En fin de semaine dernière, tenu informé de l’arrestation des étudiants frondeurs, avec à sa tête, le Président du Mouvement pour l’Epanouissement de l’Etudiant Togolais (MEET), le public croyait assister à la fin du bras de fer engagé entre étudiants et autorités.

C’est du bluff! Les choses sérieuses ne font que commencer. Les étudiants de l’Université de Lomé (UL) sont décidés à aller au bout de leurs revendications entamées depuis le 25 mai dernier. Selon certains d’entre eux, “l’accord signé entre les mouvements et associations estudiantins, les autorités universitaires et le gouvernement n’est que du pur formalisme ; cela n’engage aucunement notre mouvement de revendication tout à fait légitime et justifié. Ce n’est nullement le fait d’arrêter un groupes de nos camarades qui entamera notre volonté de mener des actions pour l’amélioration de nos conditions d’étude’’.

La preuve est connue de tous cette semaine avec la montée de tensions et une atmosphère de plus en plus tendue que connait le campus depuis mercredi dernier. Depuis lundi dernier, une grève de 48 heures est lancée, et du coup, elle vient durcir le mouvement de contestation et de revendication suite à l’exclusion de Abou SEBOU, Président du MEET qui a précisé que le procès verbal signé en lieu et place du procès verbal, non seulement a été imposé à la communauté estudiantine, mais aussi a été ponctionné et truffé dans sa grande partie. «En réalité, à la primature le 6 juin on ne s’entendait pas dans les discussions jusqu’à tard dans l’après-midi. C’est là où on nous dit qu’il va falloir dresser un PV de la séance et que les discussions devraient se poursuivre en vue d’un accord dans les jours à venir et rouvrir le campus », a-t-il confié. « A notre grande surprise, nous apprenons plus tard sur tous les medias qu’un accord a été trouvé. Ironie du sort, dans ce qu’ils appellent accord, le président de l’Université a remis en cause certains points » renchérit-il.

Le mercredi dernier a été sans nul doute la plus chaude des journées; à la suite d’un unième rassemblement des étudiants dispersés à coups de gaz lacrymogène les manifestants, n’ont pas voulu se laisser faire. La riposte a été spontanée avec ses corollaires de dressage de barricades de fortunes érigées avec des bancs sortis des amphis; des scènes violentes meublées d’échanges de pierres et de gaz lacrymogènes, de course-poursuites entre étudiants et forces de sécurité, des bastonnades et ses autres dérivés de violences ont transformé le site de l’Université en un véritable champ de batailles. Ce qui pousse les étudiants à réclamer la tête du président de l’UL, le prof Nonon AHADJI qui, pour eux, constitue un obstacle à la satisfaction de leurs revendications.

A l’heure actuelle, l’atmosphère est toujours envenimée de tensions et d’incompréhension, voire de méfiance entre les deux parties, communauté des étudiants grévistes et autorités universitaires. Les premiers réaffirment leur volonté de parvenir à un accord en bonne et due forme auprès du gouvernement et des autorités universitaires au lieu du procès verbal des rencontres de négociations signé par les différentes parties. Pour les seconds, le débat est clos depuis la signature de l’accord et il faut que les étudiants reprennent le chemins des amphi.

L’un des points remis en cause, indique Abou SEBOU, concerne la session spéciale pour ceux qui ont été rattrapés par le nouveau système LMD. Et le président du MEET de préciser que: « Ce monsieur (le Président de l’université de Lomé) a montré son incapacité notoire à trouver solution aux problèmes. Il s’est fait remarquer par ses propos mensongers sur les médias, son manque de volonté de dialoguer avec les étudiants».

Avec ce nouveau mouvement au campus, il se révèle que la meilleure façon de mettre fin à cette situation est d’ouvrir des négociations franches avec les étudiants et de leur donner des garanties.
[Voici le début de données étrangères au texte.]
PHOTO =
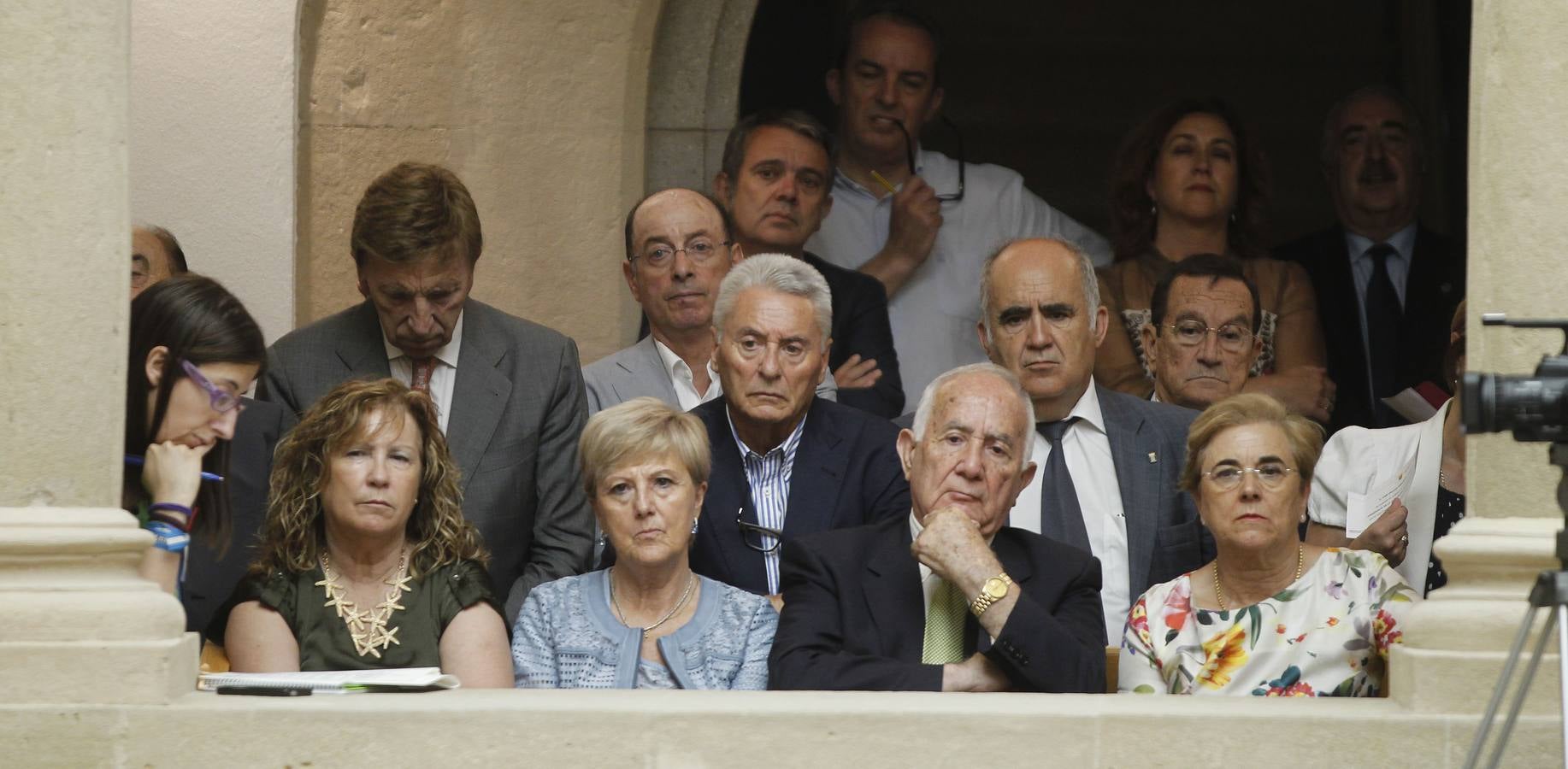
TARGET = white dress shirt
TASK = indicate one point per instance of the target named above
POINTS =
(769, 477)
(1361, 267)
(934, 315)
(1095, 481)
(441, 378)
(684, 383)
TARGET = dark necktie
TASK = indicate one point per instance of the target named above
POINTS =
(1383, 314)
(1060, 515)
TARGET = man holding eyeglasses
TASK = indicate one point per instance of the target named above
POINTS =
(913, 218)
(1201, 338)
(1109, 462)
(786, 462)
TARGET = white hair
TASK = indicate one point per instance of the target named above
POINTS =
(923, 412)
(776, 273)
(1086, 276)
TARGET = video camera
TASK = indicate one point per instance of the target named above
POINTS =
(1534, 408)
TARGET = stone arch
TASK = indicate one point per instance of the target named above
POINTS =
(693, 88)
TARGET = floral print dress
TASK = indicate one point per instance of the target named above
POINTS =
(1327, 635)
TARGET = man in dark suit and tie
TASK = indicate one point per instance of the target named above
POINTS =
(776, 180)
(1107, 461)
(1394, 282)
(976, 607)
(509, 392)
(786, 462)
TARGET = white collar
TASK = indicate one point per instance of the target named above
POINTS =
(676, 367)
(447, 355)
(1404, 244)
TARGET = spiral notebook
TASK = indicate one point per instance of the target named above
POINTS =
(383, 680)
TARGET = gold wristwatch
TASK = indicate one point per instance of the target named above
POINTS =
(993, 590)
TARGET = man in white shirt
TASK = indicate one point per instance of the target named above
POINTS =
(1107, 461)
(678, 249)
(913, 218)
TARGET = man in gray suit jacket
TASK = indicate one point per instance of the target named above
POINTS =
(509, 390)
(1107, 461)
(678, 249)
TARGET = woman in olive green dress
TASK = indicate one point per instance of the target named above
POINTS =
(366, 560)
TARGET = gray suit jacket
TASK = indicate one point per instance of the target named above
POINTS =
(639, 372)
(516, 414)
(1165, 537)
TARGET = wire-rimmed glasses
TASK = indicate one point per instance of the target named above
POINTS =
(1231, 338)
(757, 537)
(958, 141)
(1270, 475)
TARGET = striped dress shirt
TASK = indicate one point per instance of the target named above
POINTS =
(769, 477)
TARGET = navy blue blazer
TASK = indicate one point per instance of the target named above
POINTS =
(1432, 291)
(855, 614)
(847, 473)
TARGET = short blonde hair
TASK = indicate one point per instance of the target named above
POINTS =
(642, 428)
(1305, 436)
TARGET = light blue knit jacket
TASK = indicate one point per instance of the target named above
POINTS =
(566, 637)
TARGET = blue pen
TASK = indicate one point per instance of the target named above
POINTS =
(135, 461)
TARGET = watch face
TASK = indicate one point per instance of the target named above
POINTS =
(996, 588)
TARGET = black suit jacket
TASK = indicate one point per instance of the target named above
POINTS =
(1432, 291)
(209, 577)
(861, 328)
(846, 473)
(855, 614)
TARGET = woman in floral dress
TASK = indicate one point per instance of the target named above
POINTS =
(1270, 616)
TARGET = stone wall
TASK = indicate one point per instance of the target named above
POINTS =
(537, 105)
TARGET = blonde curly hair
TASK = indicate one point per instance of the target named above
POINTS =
(293, 533)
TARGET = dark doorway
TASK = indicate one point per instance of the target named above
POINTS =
(1051, 88)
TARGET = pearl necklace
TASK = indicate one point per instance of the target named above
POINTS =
(1218, 594)
(671, 613)
(368, 627)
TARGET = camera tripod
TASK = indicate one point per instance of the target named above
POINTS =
(1549, 592)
En effet, dans le souci de voir la normalisation des choses et la bonne suite de l’année universitaire en cours, il serait de bonne méthode que les autorités universitaires fassent du dialogue sincère avec les étudiants, l’élément le mieux indiqué pour mettre un terme à cette crise qui n’arrange en réalité personne.

Une année blanche ne ferait que retarder les étudiants dans leur cursus et créerait des pertes énormes au niveau de l’Etat, le budget consacré par le gouvernement pour cette année, ne servirait en fait à rien, l’année universitaire n’étant pas validée. Les parents se mordraient les doigts pour les investissements et sacrifices consentis pour la réussite de leurs enfants, mais à la fin infructueux.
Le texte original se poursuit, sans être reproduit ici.